The research, published in Nature Communications, reveals how GlpG, located in the cellular membrane, is central to the bacteria's virulence. Principal investigator Joanne Lemieux explains, "This protease is essential for the formation of pili, hair-like appendages on the bacterial surface that aid in adhering to tissues. It also facilitates the creation of biofilms, protective layers that shield bacteria from the immune system and antibiotics, leading to persistent and chronic infections."
The team's experiments demonstrated that inhibiting GlpG protease in pathogenic E. coli prevented bacterial adhesion and invasion into bladder and kidney cells. It disrupted the formation of biofilms, both existing and those in the early stages of development. Lemieux's lab is now focused on developing new drugs that specifically target GlpG while leaving beneficial E. coli in the gut unharmed.
The urgency of addressing antimicrobial resistance is underscored by the alarming global death rate increase of 140% in UTIs between 1990 and 2019, largely due to the rise of antibiotic resistance. Lemieux warns, "Antimicrobial resistance is now a global emergency. By 2050, deaths due to antimicrobial resistance are anticipated to equal those from cancer."
The implications of this discovery extend beyond UTIs. Pathogenic E. coli is implicated in inflammatory bowel disease, Crohn's disease, and ureter stent blockages, which currently require surgical replacement. Lemieux notes, "UTI infections don't just affect women. Pediatric patients and individuals with catheters, both male and female, are susceptible. Even those surviving kidney cancer treatment and kidney disease can succumb to urosepsis."

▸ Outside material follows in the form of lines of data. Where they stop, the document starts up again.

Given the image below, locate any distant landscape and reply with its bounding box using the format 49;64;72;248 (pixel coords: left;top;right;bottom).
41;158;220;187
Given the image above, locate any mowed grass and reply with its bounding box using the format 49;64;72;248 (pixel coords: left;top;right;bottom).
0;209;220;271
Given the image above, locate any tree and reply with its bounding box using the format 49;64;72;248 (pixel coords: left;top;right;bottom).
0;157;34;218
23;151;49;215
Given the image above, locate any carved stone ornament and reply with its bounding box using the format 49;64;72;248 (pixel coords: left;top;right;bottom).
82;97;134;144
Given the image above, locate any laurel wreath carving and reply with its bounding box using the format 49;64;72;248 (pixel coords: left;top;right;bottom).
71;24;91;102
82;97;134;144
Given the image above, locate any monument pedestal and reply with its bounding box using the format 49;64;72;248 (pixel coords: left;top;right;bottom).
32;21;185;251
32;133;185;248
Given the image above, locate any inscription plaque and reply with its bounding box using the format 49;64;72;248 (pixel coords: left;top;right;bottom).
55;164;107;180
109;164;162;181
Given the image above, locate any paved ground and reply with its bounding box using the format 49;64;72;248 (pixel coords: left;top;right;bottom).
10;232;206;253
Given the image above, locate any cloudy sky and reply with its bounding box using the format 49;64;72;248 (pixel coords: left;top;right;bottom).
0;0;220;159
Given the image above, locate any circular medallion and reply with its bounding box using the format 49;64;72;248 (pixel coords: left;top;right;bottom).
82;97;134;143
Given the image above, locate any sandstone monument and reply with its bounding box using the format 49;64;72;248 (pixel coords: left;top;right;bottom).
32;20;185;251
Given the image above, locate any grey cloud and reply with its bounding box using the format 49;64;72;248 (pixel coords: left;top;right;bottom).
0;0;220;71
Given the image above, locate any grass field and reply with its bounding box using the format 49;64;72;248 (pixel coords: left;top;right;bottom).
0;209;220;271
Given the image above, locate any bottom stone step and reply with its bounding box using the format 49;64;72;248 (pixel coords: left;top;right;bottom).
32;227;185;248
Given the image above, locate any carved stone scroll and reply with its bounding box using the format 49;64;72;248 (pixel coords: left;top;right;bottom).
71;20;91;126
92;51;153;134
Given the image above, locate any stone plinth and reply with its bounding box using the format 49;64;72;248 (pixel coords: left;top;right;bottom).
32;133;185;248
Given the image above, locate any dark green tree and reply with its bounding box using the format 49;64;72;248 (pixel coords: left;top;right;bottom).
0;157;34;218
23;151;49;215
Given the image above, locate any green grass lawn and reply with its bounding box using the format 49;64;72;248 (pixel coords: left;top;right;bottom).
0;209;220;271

Protease inhibitors, already in use for other diseases like blood disorders, HIV, and COVID-19, offer a promising avenue for treating E. coli infections. Lemieux collaborated with colleagues from biochemistry, medical microbiology, and pediatrics for this research. The first author, Jimmy Lu, conducted the work as part of his PhD thesis and is now a Mitacs post-doctoral fellow with industry partner Applied Pharmaceutical Innovation, working in Lemieux's lab.
While drug development can take up to a decade, Lemieux's lab gained valuable experience during the pandemic and holds several patents for new antiviral drugs. She emphasizes the urgency of investing in antibacterial countermeasures, stating, "UTI is an infectious disease so common that people take for granted that there will be an antibiotic available. Understanding the virulence factors for pathogenic E. coli is the first step in developing effective treatments."
This research, funded by various organizations, including the Canada Foundation for Innovation and the Natural Sciences and Engineering Research Council of Canada, marks a significant step forward in the fight against antibiotic-resistant E. coli, offering hope for a healthier future.